Nunca se deve neutralizar esta dimensão social da fé cristã. Como recordei também na Evangelii gaudium, o querigma da fé cristã possui em si mesmo um conteúdo social, convidando a construir uma sociedade em que triunfe a lógica das bem-aventuranças e de um mundo solidário e fraterno. O Deus amor, que em Jesus nos convida a viver o mandamento do amor fraterno, cura as nossas relações interpessoais e sociais através do amor, chamando-nos a ser pacificadores e construtores de fraternidade entre nós: «A proposta é o Reino de Deus (cf. Lc 4, 43); trata-se de amar a Deus, que reina no mundo. Na medida em que Ele conseguir reinar entre nós, a vida social será um espaço de fraternidade, de justiça, de paz e de dignidade para todos. Por isso, tanto o anúncio como a experiência cristã tendem a provocar consequências sociais» (Evangelii gaudium, 180). Neste sentido, o cuidado da nossa Mãe Terra e o compromisso de edificar uma sociedade solidária em que somos “todos irmãos” não só não são alheios à nossa fé, como constituem uma sua realização concreta.

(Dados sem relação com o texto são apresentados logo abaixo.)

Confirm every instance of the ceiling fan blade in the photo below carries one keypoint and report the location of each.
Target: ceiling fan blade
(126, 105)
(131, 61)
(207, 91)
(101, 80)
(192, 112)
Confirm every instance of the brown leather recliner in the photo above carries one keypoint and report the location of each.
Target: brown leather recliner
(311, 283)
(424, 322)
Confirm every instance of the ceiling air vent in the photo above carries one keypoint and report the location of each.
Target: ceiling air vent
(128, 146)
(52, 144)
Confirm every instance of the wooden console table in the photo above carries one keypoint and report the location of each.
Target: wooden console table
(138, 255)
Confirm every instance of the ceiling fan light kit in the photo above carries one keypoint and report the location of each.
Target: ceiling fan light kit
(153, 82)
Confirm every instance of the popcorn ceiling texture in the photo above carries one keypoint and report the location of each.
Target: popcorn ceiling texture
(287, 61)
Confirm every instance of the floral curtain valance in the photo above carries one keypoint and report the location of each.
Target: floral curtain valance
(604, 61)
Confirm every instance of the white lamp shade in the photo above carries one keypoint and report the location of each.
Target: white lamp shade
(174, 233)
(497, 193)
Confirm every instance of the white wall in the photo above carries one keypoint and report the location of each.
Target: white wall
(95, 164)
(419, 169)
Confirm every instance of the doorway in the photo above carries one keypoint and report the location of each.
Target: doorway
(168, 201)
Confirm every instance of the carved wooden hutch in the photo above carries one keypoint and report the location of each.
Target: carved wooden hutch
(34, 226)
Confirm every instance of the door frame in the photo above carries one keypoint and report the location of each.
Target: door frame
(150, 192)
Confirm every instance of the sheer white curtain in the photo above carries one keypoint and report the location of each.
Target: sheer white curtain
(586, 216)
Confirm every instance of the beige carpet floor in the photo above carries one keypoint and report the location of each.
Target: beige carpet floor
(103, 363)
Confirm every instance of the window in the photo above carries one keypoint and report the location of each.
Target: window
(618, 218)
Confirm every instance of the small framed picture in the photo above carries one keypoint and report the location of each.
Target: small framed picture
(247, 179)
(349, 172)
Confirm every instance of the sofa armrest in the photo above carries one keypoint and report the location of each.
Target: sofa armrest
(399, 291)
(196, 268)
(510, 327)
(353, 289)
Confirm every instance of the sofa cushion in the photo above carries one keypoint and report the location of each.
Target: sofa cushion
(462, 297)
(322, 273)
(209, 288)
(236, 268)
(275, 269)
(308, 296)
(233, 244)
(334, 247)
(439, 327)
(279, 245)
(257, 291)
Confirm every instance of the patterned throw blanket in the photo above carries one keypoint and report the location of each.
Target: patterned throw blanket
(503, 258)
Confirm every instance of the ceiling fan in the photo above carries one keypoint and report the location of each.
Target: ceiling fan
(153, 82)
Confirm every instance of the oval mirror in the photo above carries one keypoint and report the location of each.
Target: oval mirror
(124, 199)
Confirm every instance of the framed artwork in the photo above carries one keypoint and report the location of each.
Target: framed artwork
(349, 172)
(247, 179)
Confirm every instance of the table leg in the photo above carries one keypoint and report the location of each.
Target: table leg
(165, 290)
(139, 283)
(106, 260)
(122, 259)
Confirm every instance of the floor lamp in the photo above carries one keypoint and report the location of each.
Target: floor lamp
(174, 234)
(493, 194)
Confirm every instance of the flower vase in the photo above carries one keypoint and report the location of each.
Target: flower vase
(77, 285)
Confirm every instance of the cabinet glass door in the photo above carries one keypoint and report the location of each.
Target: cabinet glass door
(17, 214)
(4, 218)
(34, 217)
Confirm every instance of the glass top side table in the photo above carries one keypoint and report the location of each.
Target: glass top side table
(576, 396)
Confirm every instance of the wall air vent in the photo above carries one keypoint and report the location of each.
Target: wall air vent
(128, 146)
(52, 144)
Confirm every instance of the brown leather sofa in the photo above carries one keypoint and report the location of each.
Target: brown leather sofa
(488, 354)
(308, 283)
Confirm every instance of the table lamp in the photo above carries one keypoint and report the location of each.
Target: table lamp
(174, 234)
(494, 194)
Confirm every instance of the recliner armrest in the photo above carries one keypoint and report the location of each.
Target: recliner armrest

Este é o fundamento da Doutrina Social da Igreja. Não é um simples aspeto social da fé cristã, mas uma realidade com um fundamento teológico: o amor de Deus pela humanidade e o seu desígnio de amor e de fraternidade que Ele cumpre na história através de Jesus Cristo, seu Filho, a quem os fiéis estão intimamente unidos mediante o Espírito.

Por isto, estou grato ao cardeal Michael Czerny e ao padre Christian Barone, irmãos na fé, por esta contribuição que oferecem sobre a fraternidade e por estas páginas que, enquanto têm a intenção de introduzir à Encíclica Fratelli tutti, procuram trazer à luz e tornar explícita a profunda ligação entre o atual Magistério social e as afirmações do Concílio Vaticano ii .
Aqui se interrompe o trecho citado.